COVID-19 salgınının yüksek
yoğunluklu günlerini İstanbul’da geçiren Cumhurbaşkanı Recep Tayyip Erdoğan,
Ankara’ya geçtiğini bir sosyal medya mesajı ile duyurdu.
Bu,
Cumhurbaşkanı için bir ilk oluyor…
Zira
Sayın Başkan’ın bugüne kadar bir şehirden bir başka şehre geçişi herhangi bir
faaliyet anlamındaki duyuru kapsamında yayınlansa da bu seferki yeni sürecin,
hattâ “Hiçbir şey eskisi gibi olmayacak”
sürecinin başladığına işaret eder gibiydi.
Söz
konusu sosyal medya mesajında sade bir fotoğraf kullanılabilirdi sanırım.
Hattâ
hiç kullanılmayabilirdi de…
Ancak
böyle bir yol seçilmemiş, Cumhurbaşkanlığı Külliyesi’ne ait yerleşkede bulunan 15
Temmuz Anıtı’nın yer aldığı açık alanda çekilmişti fotoğraflar.
Koskoca
bir avlu, arka plânda 15 Temmuz Anıtı ve tek başına bir Başkan…
***
Servis
edilen fotoğraflarıyla 15 Temmuz’u unutmadığını, unutmayacağını ve
unutturmayacağını ifade ediyor Sayın Başkan.
Peki,
o bu fotoğrafı vermese de biz unutur muyuz?
Belki
biz unutmayız ama unutanlar yok değil!
Kaldı
ki, en başından beri 15 Temmuz Anıtlarının inşâ edildiği yerleri doğru
bulmuyorum. İnanır mısınız, sırf bunun için…
Anıt,
taşla yazılı şiirdir; görülmek, okunmak ister.
Herkesin
göreceği, halka açık bir alanda sergilenen anıtsa, güftelenmiş ve dillere âdeta
anonim bir türkü olmuş eserdir.
Bu
eseri gören hatırlar.

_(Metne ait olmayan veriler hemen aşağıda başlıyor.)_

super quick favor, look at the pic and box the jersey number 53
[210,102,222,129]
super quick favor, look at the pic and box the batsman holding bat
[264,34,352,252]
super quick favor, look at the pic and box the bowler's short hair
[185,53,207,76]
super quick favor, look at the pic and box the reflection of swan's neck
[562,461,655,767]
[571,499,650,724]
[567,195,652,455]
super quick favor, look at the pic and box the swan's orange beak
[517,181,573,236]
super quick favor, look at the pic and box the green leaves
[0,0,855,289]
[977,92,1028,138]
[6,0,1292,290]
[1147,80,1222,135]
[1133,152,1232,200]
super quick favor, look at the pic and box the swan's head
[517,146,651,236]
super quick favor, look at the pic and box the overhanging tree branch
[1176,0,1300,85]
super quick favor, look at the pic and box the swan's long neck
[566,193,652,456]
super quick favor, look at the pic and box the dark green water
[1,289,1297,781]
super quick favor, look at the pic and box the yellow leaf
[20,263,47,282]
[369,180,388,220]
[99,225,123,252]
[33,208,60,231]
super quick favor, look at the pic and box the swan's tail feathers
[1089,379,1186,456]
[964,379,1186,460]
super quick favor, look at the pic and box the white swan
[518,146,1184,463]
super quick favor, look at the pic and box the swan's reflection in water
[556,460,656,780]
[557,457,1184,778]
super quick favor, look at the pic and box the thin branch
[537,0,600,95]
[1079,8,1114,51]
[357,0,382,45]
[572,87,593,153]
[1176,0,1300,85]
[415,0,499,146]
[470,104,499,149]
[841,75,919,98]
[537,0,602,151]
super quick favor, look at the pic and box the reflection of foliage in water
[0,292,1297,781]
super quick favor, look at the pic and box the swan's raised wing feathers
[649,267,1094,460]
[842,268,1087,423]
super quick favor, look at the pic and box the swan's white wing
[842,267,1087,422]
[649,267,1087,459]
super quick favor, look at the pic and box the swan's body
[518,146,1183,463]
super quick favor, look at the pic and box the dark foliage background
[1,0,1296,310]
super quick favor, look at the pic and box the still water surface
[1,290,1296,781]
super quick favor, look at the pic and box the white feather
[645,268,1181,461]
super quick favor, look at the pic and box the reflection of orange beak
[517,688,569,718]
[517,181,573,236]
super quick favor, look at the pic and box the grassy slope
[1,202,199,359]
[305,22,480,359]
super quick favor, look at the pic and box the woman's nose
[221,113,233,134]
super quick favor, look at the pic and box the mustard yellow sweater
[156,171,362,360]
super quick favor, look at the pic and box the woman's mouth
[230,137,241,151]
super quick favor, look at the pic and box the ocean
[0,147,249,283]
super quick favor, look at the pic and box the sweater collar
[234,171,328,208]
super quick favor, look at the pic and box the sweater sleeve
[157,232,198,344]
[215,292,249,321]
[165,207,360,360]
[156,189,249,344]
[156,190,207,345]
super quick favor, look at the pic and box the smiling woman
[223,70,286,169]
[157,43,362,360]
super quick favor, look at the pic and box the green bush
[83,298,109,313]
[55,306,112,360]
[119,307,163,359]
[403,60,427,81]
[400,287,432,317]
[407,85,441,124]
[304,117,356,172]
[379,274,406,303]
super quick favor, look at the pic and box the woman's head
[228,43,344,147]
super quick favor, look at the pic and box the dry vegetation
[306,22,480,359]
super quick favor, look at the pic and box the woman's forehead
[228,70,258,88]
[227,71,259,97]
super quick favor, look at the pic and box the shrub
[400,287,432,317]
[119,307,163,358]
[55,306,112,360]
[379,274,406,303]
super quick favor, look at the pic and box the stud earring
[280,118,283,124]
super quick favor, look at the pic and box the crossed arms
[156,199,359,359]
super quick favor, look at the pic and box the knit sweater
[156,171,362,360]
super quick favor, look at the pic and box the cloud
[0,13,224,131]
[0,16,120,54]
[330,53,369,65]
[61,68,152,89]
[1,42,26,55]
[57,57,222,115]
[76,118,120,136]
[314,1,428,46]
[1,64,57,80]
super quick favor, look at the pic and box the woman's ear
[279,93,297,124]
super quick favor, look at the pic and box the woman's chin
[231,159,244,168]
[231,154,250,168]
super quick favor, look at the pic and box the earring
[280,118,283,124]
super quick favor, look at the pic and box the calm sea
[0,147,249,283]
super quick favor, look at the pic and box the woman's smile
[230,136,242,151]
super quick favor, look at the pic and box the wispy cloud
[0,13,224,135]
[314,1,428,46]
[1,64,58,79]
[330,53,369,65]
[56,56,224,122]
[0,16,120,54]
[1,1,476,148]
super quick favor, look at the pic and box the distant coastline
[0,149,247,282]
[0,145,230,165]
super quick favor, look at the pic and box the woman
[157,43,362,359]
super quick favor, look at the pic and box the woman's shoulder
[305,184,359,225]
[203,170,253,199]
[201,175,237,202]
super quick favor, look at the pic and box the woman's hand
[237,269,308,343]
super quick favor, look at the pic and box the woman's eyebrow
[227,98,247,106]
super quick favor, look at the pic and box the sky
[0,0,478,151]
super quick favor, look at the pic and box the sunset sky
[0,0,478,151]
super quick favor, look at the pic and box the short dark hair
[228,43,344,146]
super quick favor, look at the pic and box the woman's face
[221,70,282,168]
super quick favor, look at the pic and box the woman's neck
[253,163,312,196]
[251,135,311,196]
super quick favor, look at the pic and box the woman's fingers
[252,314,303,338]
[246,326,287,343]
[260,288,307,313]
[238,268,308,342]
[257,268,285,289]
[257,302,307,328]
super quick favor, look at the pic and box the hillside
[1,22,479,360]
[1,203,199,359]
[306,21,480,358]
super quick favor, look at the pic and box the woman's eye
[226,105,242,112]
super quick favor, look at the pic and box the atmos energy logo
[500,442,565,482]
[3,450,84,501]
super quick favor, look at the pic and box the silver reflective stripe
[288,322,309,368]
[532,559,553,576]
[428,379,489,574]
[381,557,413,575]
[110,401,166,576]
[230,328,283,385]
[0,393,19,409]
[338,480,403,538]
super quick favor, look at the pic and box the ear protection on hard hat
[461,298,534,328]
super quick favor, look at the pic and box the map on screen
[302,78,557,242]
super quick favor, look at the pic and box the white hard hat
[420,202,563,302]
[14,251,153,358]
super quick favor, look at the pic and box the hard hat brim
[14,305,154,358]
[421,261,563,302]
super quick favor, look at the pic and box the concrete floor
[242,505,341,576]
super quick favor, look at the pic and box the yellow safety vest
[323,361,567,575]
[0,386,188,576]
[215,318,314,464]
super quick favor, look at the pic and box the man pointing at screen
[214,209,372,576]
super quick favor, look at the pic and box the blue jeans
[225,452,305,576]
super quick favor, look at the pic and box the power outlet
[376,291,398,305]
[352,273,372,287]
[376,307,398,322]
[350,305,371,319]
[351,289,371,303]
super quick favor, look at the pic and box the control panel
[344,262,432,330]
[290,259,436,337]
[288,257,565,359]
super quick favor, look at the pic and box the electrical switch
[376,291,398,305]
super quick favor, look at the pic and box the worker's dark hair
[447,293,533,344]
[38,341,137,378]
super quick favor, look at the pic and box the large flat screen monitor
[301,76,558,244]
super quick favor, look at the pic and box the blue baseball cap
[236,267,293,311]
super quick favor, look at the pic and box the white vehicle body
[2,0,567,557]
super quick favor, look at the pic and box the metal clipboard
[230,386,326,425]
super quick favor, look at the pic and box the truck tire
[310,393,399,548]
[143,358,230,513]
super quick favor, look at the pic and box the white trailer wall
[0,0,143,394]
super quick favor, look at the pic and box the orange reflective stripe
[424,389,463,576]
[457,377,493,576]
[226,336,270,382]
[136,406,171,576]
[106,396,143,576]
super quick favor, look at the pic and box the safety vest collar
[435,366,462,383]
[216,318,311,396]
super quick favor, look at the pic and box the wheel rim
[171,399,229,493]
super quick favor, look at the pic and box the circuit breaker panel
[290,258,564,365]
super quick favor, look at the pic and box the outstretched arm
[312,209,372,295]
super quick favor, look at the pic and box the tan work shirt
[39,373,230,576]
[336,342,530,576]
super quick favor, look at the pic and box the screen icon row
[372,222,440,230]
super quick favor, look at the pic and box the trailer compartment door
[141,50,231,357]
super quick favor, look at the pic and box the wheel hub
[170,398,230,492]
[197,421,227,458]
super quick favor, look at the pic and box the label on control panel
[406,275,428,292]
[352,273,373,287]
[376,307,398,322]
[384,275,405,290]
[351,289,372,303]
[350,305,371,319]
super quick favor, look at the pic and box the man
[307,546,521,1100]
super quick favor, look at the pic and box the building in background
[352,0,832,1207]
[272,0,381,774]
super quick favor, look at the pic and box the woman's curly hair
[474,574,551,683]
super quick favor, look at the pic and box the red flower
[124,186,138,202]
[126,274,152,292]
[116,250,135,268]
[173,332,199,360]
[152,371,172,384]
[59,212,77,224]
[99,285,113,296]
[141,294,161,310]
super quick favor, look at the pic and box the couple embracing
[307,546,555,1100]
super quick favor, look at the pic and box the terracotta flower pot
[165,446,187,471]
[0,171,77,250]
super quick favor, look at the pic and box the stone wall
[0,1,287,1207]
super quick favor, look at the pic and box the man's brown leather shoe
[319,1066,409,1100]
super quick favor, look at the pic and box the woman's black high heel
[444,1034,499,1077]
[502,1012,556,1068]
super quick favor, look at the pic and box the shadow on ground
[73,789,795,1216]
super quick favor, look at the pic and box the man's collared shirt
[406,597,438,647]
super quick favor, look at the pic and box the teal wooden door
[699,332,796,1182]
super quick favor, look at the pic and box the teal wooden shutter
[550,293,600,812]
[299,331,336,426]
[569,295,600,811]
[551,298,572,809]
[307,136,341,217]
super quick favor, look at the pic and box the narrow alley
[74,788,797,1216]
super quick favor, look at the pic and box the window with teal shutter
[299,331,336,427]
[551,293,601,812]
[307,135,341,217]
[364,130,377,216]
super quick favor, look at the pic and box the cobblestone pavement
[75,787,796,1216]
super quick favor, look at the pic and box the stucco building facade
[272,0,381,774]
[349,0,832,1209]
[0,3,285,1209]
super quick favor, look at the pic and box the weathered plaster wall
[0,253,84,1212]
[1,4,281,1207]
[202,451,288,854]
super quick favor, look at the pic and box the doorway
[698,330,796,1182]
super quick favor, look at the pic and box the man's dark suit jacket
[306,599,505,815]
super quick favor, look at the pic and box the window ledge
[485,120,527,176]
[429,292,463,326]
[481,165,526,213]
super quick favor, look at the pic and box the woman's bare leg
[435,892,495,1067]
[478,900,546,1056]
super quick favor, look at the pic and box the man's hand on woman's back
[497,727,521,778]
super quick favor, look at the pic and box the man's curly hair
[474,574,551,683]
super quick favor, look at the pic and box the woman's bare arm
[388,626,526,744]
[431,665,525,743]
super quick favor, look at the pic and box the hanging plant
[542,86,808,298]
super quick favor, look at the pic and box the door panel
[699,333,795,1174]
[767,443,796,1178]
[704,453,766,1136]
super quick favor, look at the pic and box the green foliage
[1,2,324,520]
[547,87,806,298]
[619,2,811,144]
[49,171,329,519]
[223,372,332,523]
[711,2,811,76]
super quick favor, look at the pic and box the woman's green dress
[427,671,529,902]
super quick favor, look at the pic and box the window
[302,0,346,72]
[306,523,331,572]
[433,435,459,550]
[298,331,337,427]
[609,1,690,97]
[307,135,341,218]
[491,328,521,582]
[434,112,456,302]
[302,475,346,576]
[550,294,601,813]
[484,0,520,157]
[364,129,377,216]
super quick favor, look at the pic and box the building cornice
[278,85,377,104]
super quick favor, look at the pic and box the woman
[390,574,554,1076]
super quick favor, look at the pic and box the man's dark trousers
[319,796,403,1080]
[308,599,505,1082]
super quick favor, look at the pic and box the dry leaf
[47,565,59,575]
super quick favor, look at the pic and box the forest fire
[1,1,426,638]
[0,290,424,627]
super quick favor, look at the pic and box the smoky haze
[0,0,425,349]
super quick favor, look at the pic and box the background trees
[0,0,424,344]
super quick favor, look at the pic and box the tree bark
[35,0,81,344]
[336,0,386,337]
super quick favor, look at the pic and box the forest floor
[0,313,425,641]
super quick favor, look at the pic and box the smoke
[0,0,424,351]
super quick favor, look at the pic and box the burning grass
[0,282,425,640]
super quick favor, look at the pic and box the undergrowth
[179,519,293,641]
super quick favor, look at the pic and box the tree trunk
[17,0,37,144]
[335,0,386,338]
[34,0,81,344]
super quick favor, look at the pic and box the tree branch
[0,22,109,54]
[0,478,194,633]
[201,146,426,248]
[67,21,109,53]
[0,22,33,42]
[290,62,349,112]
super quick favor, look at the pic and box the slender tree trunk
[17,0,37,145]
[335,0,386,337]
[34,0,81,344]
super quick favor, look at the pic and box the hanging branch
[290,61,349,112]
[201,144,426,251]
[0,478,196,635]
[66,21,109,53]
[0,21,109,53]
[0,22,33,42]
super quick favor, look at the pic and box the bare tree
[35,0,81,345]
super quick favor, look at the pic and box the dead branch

Bu eseri dost görünce sizinle aynı duyguyu paylaşır,
düşman görünce dehşete kapılır…
En
başından beridir etrafımdakilere söylüyorum, Külliye’deki 15 Temmuz Anıtı ya Ankara
Emniyet Müdürlüğü’nün önüne yerleştirilmeliydi yahut da Meclis ve Kuvvet
Komutanlıklarının bulunduğu kavşağa.
Zira
unutturmamak bu şekilde daha mümkün!
İstanbul’daki
anıt yine de yer bakımından anlamlıdır ama her an görülebilir bir mevkide
değildir.
***
Sayın
Başkan verdiği pozlarla dört yıllık hesaplaşmanın önümüzdeki süreçte millî
iradenin beklediği sonun getirileceğini ve mücadelenin bundan sonraki dönemde
en sert hâliyle yürüyeceğini dile getirmektedir belki de…
Bu
anlamda rehabilite edilmiş politikalar ve toplumsal terapilerle yeni bir yol
inşâ etmek gerektiği ortadadır.
Biz
ne kadar bu terapiye hazırsak ve ne kadar yeni bir yolculuk istiyorsak, bu
terapi ve yolculuk da bize o kadar faydalı olacaktır.
Terapi,
beyin yıkamak değildir. Beyin yıkamak unutturur, terapi ise temiz bir
konsantrasyondur.
Gözümüzle
göreceğimiz ve kalbimizle hatırlayıp zihnimizle unutmayacağımız 15 Temmuz’u
işaret eden bir anıta bizim ihtiyacımız olmayabilir, fakat unutanların ve yeni
mutabakata hazır hâle gelmesi gereken topyekûn millî iradenin buna ihtiyacı
var.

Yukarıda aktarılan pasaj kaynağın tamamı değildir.